I have met many merchants in Jackson Heights - most of them Indian, several Pakistani and Bangladeshi – to shore up interest in the idea of a virtual mall. The interest level, at least starting out, has been tepid (“Come tomorrow”) to non-existent (“We are not interested”). I have scaled back. I might have to start with an online community to go on to a virtual mall to perhaps a physical mall, a smart physical mall.

Walmart is the most successful company in the history of the world, and Sam Walton built it in the South, the poorest region of America. They are like the American Humla-Jumla. Message: do not underestimate Queens.

So what is the lure in Jackson Heights? The first one for me is that I guess you need a hometown. Jackson Heights for me is like going home without getting on the plane. It is also like being able to go to New York City, the capital city of the world, without getting on the plane. But the bigger lure is diversity: more than 50 countries are represented in Jackson Heights, the most diverse town of the most diverse borough of the most diverse city in the world. Even when I come to software and clean tech, I come from the human interaction angle. My feel for group dynamics is the number one thing I bring to the table for both, that and vision. I need the people to be there.

Jackson Heights has the largest concentration of Nepalis in the city. If you are thinking Nepal hydro, it is a good place to be. After all the idea is to marry NYC money to the fast flowing rivers of Nepal. You are trying to play matchmaker.

There is high tech and then there is high touch. Software would be high tech. People are high touch. In many ways high touch is old like wisdom. In several ways high touch is post high tech. The diversity of Jackson Heights is a great backdrop where to keep honing your people skills.

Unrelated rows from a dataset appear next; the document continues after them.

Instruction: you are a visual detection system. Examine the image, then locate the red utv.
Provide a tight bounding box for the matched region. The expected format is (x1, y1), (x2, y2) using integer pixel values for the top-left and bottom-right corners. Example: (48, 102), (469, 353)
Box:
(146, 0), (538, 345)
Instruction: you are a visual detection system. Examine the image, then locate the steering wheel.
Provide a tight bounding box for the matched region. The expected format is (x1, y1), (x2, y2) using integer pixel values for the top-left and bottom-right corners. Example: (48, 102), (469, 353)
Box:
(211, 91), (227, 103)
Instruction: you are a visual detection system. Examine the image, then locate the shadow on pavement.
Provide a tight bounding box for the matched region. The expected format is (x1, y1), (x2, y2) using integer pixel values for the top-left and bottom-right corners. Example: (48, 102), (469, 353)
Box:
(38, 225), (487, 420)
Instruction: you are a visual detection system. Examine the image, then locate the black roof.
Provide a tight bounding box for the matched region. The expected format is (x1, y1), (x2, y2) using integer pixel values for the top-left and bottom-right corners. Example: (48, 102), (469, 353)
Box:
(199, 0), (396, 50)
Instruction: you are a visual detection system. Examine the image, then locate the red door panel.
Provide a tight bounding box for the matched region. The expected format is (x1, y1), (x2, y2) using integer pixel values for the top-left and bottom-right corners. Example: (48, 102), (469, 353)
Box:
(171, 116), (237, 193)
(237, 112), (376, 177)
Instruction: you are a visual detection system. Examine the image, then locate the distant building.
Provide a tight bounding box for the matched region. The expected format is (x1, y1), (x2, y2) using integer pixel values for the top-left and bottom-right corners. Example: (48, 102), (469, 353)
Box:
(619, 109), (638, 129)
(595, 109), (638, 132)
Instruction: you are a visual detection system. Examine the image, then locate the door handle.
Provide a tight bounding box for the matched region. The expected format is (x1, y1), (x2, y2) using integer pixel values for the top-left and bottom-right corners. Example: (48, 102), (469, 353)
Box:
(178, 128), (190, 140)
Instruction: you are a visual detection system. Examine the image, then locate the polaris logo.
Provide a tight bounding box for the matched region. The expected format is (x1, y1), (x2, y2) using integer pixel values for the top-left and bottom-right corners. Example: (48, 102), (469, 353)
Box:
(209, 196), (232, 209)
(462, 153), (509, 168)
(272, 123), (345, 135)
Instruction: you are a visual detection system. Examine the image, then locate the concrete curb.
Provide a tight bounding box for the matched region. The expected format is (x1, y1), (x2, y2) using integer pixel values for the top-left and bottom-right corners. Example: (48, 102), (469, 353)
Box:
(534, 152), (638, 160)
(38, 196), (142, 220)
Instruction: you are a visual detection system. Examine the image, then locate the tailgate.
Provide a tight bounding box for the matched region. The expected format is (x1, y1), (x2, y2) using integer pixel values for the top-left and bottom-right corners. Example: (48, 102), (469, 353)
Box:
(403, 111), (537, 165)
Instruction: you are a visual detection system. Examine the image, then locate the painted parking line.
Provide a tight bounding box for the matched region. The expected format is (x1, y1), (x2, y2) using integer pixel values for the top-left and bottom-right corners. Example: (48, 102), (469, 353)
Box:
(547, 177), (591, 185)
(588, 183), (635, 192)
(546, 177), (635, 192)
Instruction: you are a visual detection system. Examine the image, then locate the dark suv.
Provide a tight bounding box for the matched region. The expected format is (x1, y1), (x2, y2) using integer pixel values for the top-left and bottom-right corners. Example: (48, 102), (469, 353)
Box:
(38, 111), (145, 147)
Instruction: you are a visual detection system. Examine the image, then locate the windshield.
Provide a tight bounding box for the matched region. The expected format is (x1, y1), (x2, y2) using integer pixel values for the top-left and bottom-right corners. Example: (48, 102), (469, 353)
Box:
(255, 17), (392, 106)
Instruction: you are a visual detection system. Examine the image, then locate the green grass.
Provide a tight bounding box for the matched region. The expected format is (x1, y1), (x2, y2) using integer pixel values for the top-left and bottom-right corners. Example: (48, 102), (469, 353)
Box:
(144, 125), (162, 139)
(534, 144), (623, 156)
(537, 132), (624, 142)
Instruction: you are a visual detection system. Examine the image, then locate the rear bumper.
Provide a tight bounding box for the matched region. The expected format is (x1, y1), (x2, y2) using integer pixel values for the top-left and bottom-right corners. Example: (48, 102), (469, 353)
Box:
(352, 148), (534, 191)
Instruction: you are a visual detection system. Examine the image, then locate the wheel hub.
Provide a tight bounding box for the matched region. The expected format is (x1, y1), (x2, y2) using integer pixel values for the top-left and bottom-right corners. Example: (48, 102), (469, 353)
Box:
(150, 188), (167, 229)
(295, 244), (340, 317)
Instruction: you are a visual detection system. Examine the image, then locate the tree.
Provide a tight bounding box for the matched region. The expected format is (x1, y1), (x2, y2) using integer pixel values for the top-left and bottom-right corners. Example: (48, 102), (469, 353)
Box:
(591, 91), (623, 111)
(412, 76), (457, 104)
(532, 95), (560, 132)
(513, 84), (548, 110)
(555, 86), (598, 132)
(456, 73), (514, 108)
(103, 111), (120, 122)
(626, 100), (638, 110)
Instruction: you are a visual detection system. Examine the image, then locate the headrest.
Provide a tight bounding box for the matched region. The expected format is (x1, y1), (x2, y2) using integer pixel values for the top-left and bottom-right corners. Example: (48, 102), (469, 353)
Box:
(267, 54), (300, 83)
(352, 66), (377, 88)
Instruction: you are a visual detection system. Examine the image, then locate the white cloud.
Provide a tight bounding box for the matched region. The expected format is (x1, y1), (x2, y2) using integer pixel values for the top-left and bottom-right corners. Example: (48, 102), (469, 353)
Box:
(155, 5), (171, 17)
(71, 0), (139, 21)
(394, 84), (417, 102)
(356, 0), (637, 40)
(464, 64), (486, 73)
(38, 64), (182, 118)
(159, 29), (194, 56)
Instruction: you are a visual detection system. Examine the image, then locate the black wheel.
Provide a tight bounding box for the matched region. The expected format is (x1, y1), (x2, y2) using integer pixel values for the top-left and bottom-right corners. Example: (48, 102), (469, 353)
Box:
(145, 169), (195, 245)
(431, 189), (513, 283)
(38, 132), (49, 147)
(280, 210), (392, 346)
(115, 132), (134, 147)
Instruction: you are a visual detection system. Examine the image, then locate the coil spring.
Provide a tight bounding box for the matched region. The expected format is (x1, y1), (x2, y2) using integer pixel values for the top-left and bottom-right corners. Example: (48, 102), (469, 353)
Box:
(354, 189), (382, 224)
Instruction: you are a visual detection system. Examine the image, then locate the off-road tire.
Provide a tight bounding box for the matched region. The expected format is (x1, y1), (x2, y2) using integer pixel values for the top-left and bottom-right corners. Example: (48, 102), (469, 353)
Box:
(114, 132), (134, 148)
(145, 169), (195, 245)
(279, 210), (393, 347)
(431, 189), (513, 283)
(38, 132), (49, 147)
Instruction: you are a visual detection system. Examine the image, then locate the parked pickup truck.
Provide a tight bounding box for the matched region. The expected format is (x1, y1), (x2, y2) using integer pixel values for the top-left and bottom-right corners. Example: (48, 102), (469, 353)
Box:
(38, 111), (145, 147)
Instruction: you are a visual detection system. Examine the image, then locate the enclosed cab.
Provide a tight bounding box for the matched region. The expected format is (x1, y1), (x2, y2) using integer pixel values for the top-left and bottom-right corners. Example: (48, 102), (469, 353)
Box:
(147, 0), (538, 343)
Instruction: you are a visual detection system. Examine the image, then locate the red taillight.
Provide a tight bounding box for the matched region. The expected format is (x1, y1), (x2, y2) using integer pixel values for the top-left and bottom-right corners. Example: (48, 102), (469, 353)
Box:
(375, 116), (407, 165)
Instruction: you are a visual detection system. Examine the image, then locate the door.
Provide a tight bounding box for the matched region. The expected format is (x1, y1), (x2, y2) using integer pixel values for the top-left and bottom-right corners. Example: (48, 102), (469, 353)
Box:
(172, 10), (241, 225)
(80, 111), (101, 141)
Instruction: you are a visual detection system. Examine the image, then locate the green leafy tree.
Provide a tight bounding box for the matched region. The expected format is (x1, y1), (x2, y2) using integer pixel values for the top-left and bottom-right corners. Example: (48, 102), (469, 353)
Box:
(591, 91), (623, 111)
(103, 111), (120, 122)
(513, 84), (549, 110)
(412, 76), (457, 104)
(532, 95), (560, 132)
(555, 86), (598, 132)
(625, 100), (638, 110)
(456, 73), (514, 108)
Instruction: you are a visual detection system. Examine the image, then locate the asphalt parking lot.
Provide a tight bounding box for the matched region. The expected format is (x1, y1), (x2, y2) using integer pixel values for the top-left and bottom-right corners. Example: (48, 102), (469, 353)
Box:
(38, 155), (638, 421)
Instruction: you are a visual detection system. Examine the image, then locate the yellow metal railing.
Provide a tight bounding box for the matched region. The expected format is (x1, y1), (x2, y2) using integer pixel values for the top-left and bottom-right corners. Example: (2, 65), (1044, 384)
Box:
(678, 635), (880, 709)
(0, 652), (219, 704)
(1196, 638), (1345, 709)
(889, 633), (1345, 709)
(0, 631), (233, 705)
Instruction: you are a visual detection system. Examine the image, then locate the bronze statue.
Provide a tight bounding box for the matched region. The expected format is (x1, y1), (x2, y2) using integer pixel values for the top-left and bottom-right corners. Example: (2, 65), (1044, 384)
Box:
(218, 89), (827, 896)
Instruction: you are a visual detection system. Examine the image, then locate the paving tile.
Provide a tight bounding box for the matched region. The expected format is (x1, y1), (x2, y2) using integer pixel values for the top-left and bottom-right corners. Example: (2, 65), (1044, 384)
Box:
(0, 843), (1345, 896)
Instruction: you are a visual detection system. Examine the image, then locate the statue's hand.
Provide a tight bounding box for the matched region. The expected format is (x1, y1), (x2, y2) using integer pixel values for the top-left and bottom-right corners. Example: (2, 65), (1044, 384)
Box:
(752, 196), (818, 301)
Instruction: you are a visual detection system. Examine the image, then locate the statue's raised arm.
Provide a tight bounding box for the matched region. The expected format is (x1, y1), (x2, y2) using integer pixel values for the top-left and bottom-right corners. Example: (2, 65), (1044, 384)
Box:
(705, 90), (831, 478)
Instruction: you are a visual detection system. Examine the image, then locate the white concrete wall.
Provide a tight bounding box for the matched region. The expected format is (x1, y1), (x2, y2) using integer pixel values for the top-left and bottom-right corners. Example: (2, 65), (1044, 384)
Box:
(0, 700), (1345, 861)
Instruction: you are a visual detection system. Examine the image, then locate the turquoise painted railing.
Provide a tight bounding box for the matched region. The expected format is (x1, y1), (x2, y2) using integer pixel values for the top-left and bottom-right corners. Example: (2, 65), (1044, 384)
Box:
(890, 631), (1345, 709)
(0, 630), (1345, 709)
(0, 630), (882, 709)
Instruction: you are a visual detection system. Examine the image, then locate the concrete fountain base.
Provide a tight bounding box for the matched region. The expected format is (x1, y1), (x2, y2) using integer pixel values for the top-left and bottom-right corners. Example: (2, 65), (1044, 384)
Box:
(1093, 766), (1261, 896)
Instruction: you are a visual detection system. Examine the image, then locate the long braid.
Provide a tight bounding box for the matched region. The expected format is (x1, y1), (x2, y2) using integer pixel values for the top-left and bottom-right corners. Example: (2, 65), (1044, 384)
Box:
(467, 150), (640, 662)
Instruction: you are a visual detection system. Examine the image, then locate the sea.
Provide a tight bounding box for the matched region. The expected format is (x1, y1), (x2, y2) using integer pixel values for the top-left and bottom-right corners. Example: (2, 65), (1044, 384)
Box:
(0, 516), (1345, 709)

There are white folks to whom all Chinese look literally the same. I have met white folks to whom I look Arab. The day 9/11 happened I was in a small town in Kentucky. The locals called the cops on me! A month later I was in an office setting in Lexington, KY, in the open foyer. I overheard a guy in a cubicle talk on the phone: “There is an Arab in my office!”

But then there are seniors in my homevillage in Nepal who think the Christians belong to some kind of a fifth caste, way below the Dalits in the village. That village is not exactly progressive on gender issues. You have to maintain perspective when talking about race.

Give me broadband. Give me the subway. Give me my smartphone. Give me a mobile hotspot to go with my smartphone. Give me a Chromebook. Give me people. Give me a water bottle. Give me samosas. Gimme, gimme.